Here, the operation of the mechanism according to the present invention will be described with reference to FIGS. 5 and 7. As soon as the starting motor 3 starts to rotate, the slip bushing 52 is also rotated by the transmission mechanism 4 and the starter shaft 6 moves along the slanted groove 523 until the pin 525 is inserted into the front recess 524. The forward displacement of the starter shaft 6 causes the coupler 71 of the rear engine shaft 71 to engage with the inlet notches 611 formed on the coupling plate 61 such that the engine is driven to initiate.

Referring to FIG. 6, when the engine rotation reaches its normal speed, the engine rear shaft 7 instantaneously rotates in reverse direction with respect to the coupling plate 61 of the starter shaft 6 causing the coupler 71 to move towards the other ends of the inlet notches 611 along chamfered edges 613 and the slanted surface 610 so as to disengage with the inlet notches 611 thereby the starter shaft 6 is free to retrieve until the pin 525 is inserted into the rear recess 524, at this moment, the steel ball 62 clogs in the inner annular slot 526 so as to avoid unexpected forward excursion of the starter shaft 6 to contact the rear engine shaft 7 again due to engine vibration.

It will be understood from the above description that the present invention has several significant merits compared with any conventional techniques, namely:

• 1. The starter shaft can perform a perfect separation from the rear engine shaft with the aid of the slanted surface and the chamfered edges formed on its coupling plate when the engine builds up its normal speed.
• 2. The retrieval starter shaft never forwardly excurses to recontact the rear engine shaft due to engine vibration by elaborating designed steel ball positioning means.
• 3. This perfect starter shaft separation feature makes the starter of the present invention applicable to those engines operated at an extra high speed.

While the present invention has been particularly shown and described with reference to a particular embodiment thereof, it will be understood by those skilled in the art that various changes in form and detail may be effected therein without departing from the spirit and scope of the invention as defined by the appended claims.

Claims

1. A starter (device) for a remote controlled miniature model car comprising:

a transmission mechanism including a gear set, a rear cover provided at an output side terminal, a sleeve with an inner slip busting being attached to said rear cover; and

a starter shaft having a first end inserted into said slip bushing, and a second end formed into a flared coupling plate so as to engage with a coupler of a rear engine shaft;

wherein the slip bushing includes a longitudinal groove, when said starter shaft is inserted into said slip bushing, a pin is inserted through said starter shaft and said groove so as to fasten said starter shaft and said slip bushing together, said coupling plate formed at the second end of said starter shaft for engaging with said coupler of the rear engine shaft has a slanted surface such that said starter shaft is able to slidably reciprocate on said groove at an interval limited by said pin, after the engine builds up its normal speed, said coupler and said starter shaft are disengaged and the latter retrieves smoothly with the aid of said slanted surface such that the extra loss of frictional and mechanical power is saved.

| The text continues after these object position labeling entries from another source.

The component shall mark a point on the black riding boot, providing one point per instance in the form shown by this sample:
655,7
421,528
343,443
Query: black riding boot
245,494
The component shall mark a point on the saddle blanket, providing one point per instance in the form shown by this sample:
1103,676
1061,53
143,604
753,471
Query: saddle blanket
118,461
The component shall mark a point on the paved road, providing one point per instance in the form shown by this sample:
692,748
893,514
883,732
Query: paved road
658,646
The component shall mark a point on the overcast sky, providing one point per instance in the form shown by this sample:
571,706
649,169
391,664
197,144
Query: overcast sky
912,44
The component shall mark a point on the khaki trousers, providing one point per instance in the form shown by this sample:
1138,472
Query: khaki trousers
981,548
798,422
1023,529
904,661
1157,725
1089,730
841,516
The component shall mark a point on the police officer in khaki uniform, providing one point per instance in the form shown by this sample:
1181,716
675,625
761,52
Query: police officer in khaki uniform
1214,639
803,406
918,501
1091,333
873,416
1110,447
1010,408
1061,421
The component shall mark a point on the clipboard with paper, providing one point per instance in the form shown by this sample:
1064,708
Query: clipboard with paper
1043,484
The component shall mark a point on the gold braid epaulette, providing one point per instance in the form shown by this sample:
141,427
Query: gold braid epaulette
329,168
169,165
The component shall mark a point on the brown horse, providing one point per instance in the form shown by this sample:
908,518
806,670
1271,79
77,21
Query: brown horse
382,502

2. The starter of claim 1, wherein said longitudinal groove formed on said slip bushing is slanted.

3. The starter of claim 1, wherein said longitudinal groove formed on said slip bushing has a recess on each end thereof.

4. The starter of claim 1, wherein said starter shaft is engaged with said coupler of the rear engine shaft by two inlet notches formed on said coupling plate, and a chamfered edge is formed between each inlet notch and said slanted surface.

5. The starter of claim 1, wherein a containment hole is provided in said starter shaft body to accommodate a steel ball, a coil spring, and a set screw, said steel ball clogs in an inner annular slot formed on said slip bushing so as to stably position said starter shaft.

6. The starter of claim 1, wherein said motor for said starter is electrically driven.

7. The starter of claim 1, wherein said motor for said starter is manually operated by pulling a rope wound on its shaft.